In late 2018,  at a ceremony in South Australia to mark the establishment of the Australian Space Agency (ASA), the Morrison Government committed $41 million as an initial investment towards reaching the ambitious target of $10 billion to $12 billion in value by 2030.

Tan says the agency’s current focus is on Earth observation but he would like to see a bigger commitment to the “nitty-gritty” of building a national space capability.

“It all seems kind of ephemeral to me right now. It’s these grand ideas but no one knows what’s going to work in the long run,” he says.

But Conrad Pires, CEO and co-founder of Picosat Systems – a Perth-based provider of small satellite solutions – thinks the agency needs time to develop.

 “The ASA is currently a small team that’s less than one year old. I believe that as they grow over time, so will their ability to continue to support commercial space activities.”

The Department of Defence addressed Australia’s development in a paper released last March at the Emerging Disruptive Technology Assessment Symposium held in Perth.

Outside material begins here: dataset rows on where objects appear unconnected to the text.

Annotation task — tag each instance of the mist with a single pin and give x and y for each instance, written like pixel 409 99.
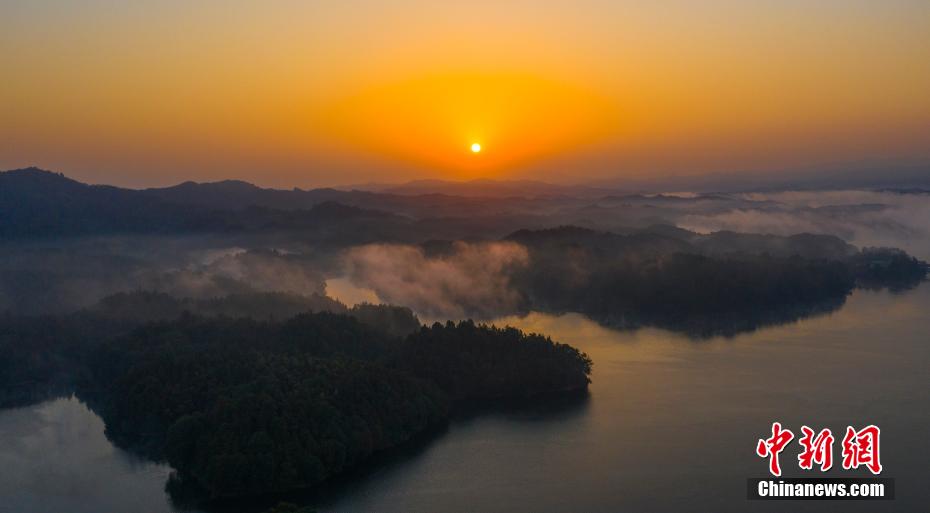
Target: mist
pixel 467 280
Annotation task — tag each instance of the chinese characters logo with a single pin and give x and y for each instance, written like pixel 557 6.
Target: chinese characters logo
pixel 859 448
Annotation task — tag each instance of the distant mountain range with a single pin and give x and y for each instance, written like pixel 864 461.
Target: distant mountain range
pixel 485 188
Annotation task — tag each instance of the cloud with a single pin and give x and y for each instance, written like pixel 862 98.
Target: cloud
pixel 468 280
pixel 863 218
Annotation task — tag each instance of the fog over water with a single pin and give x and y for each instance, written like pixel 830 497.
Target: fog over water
pixel 670 425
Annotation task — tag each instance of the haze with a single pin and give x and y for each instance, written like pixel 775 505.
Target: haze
pixel 288 93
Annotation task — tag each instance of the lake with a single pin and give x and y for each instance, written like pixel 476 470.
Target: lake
pixel 670 424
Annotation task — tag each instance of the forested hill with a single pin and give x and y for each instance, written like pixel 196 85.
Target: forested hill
pixel 38 203
pixel 245 407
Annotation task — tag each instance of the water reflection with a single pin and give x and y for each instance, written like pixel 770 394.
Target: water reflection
pixel 669 425
pixel 55 457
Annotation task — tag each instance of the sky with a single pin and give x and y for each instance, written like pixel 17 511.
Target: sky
pixel 309 93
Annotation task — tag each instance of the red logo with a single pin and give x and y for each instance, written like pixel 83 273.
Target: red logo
pixel 860 448
pixel 817 449
pixel 773 446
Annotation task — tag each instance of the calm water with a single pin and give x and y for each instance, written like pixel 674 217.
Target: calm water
pixel 670 425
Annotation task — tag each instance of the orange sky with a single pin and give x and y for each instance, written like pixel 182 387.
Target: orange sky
pixel 314 93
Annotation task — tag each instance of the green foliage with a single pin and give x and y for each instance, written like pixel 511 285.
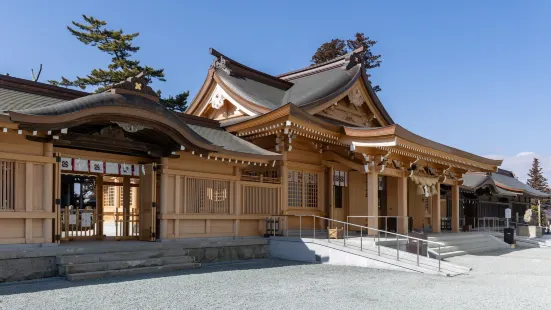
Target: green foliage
pixel 338 47
pixel 537 180
pixel 535 215
pixel 177 103
pixel 121 48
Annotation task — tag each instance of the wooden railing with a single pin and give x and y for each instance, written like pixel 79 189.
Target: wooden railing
pixel 261 199
pixel 207 196
pixel 7 185
pixel 260 179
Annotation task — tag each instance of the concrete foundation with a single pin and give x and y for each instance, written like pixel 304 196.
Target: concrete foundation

Quoting from that paper, “The Defence policy position in relation to a domestic launch capability is that of a buyer of services but not … a funder of development.”

Such an attitude gives little succour to companies such as NextAero seeking that vital but so far missing ingredient – opportunity.

Another quote from the same paper underscores the department’s ambivalence when it comes to providing the spark that will ignite the nation’s long-dreamt-of extraterrestrial leap.

“It was considered that a domestic launch capability would be a ‘nice to have’ capability; the key question is whether you actually need it.”